Many of the shirts in the collection are portraits of musicians, but you’ve also showcased people from areas such as comedy, film and television. Can you speak about the individuals you chose to highlight in the brand? What do they mean to you, and why did you want them involved with this project?

When I first started, I wanted to pick people who don’t typically have shirts with them. I don’t know of a Carrie Brownstein shirt. I didn’t want to cut into their incomes, so if they’re a comedian that already does a shirt of themselves, I tried to avoid that. And I tried to ask people who are in bands to just do a photo of them. I tried to ask people who could either afford to take a cut into their income or just didn’t have a shirt of themselves available already. So that was part of my criteria.

Also, they have to be people whose work I like. It’s very boutique in that the criteria is, “Would I wear the shirt? Do I like the shirt? Am I proud of the shirt?” And I’m really proud of all of them, and I like either the music or the art or the activism of everybody who’s on the shirt. Hari Kondabolu is my absolute favorite comedian. He’s done so much incredible stuff. He did that movie [The Problem With Apu], about Hank Azaria, a white guy playing a stereotyped character on The Simpsons. And, you know, they have removed that character. Hank Azaria is like, “I will no longer voice the character.”

At first, they wouldn’t even talk to him and were making fun of him, and people were harassing him about it, calling him a reverse racist. He’s also funny as hell. His standup is so fucking great. So that was a shirt that I was just really, really excited about.

[Shirt photo by Sean Gustilo]
Tees4Togo is an effort that obviously engages people who are fans of music and comedy. However, the work also has a clear real-world effect. I wanted to get a sense of your self-understanding, given that you’ve always worked between music and activism. Your music has often had a socio-political edge. You’ve also been an activist spanning your full career, and you’ve remained outspoken about recent issues such as electoral politics and the ongoing social movements that are growing around us, including the Black Lives Matter movement and creating equal opportunities and a safer space for women, people of color and individuals in the LGBTQIA+ community. Do you see a natural connection between your artistry and your activism, or do you think of these activities as fulfilling separate purposes?

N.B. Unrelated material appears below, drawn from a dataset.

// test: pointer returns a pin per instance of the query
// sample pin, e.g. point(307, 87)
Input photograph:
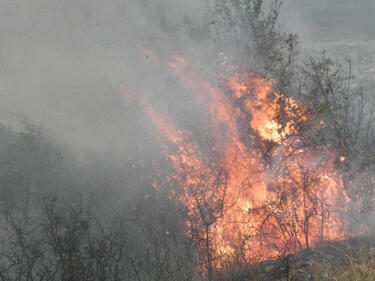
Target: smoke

It’s actually all the same fucking project. It really is. When I was younger, I went to a hippie college [The Evergreen State College]. There was this real antiquated idea that politics is something you do by making a sign and going to a protest, and if you put politics into your art, you were somehow corrupting your art. This was in the late ’80s. It’s a different landscape now, hopefully, but I was always really frustrated by that.

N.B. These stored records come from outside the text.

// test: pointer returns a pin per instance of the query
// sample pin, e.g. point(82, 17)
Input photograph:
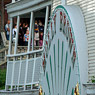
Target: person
point(26, 37)
point(7, 29)
point(14, 32)
point(36, 34)
point(41, 32)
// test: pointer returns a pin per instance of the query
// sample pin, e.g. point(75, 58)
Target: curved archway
point(65, 54)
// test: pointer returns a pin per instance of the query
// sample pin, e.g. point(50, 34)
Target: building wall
point(88, 9)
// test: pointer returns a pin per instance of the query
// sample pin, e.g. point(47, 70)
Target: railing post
point(30, 32)
point(63, 2)
point(33, 35)
point(46, 22)
point(29, 44)
point(10, 47)
point(10, 42)
point(16, 43)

I remember thinking it was the choice between making something beautiful and making something impactful. That was when I came up with this idea in my head. I was like, “You know what I want to make? I want to make a beautiful pot.” [And] I wanted to decorate it so beautifully that I could look across the room and it would make me really happy and remind me that beauty exists in the world. But I also wanted to use it to carry things. And I wanted to use it to put a plant in that would oxygenate my space. I could use it to put flowers in that a friend gave me. I could use it for something.

That’s when I started thinking about all of my projects in this way. I want my songs to have something beautiful and appealing about them but also be useful. And I feel the same way about this project. I want the graphics to be beautiful, I want the shirts to be something that people buy and keep forever. But I also want it to serve a function. That’s the throughline with all of my projects: I want it to be beautiful, I want it to be fun and I want it to serve a function of doing something positive in the world.